Camels and Camelids

ULTRASONOGRAPHIC FINDINGS IN CAMEL CALVES (Camelus dromedarius) WITHTHORACIC AFFECTIONS

Journal Edition: December 2016
Article DOI: 10.5958/2277-8934.2016.00048.5
Published On: 03-09-2018 19:04

Mohamed Tharwat1,2 and Fahd Al-Sobayil1
1Department of Veterinary Medicine, College of Agriculture and Veterinary Medicine, Qassim University, Saudi Arabia
2Department of Animal Medicine, Faculty of Veterinary Medicine, Zagazig University, Egypt

ABSTRACT

This study was carried out to obtain the ultrasonographic findings of thoracic affections in camel calves. Twenty-one diseased calves and 5 healthy controls were examined. Diseased animals had clinical signs, i.e. anorexia, difficult respiration, cough and progressive weight loss. In controls, the different layers of the thoracic wall appeared as narrow bands of variable echogenicity. Medial to the thoracic wall was an echogenic line that represented the costal and pulmonary pleurae. Reverberation artifacts appeared as lines of variable echogenicity that ran parallel to the pulmonary surface medial to the pleura. The pulmonary parenchyma was not visualised because of its air content. Camel calves were diagnosed drenching pneumonia (n=6), lung abscessation (n=4), lung idiopathic consolidation (n=8) and fibrinous pleuropneumonia (n=3). In calves with drenching pneumonia, thoracic ultrasonography showed two areas of consolidation in the apical lung lobes with sub-pleural hyperechoic fluid. In lung abscessations and idiopathic consolidations have exactly similar findings.
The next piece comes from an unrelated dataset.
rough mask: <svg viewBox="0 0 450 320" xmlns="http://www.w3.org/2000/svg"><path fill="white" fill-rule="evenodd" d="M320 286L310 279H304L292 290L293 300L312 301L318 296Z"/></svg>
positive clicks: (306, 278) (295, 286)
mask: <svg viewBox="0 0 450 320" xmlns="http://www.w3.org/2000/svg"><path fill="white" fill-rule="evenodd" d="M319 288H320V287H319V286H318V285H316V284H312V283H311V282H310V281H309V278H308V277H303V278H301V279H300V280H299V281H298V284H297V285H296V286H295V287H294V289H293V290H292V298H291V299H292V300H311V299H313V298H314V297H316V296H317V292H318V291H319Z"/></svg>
Ultrasonography of the left lung detected numerous comet-tail artifacts in the form of bright, closely situated echo bands starting at the lung surface and running perpendicular to the pleura in the lung tissue, a picture of pulmonary emphysema. In the camel calves with pleuropneumonia, thoracic ultrasonography revealed anechoic fluid with fibrin net in the right and left pleurae with consolidation of the cranio-ventral lung lobes. In conclusion, ultrasonography of the lungs and pleura is a useful supplement to the existing methods of examination of the thorax of camel calves and can easily be translated in the field.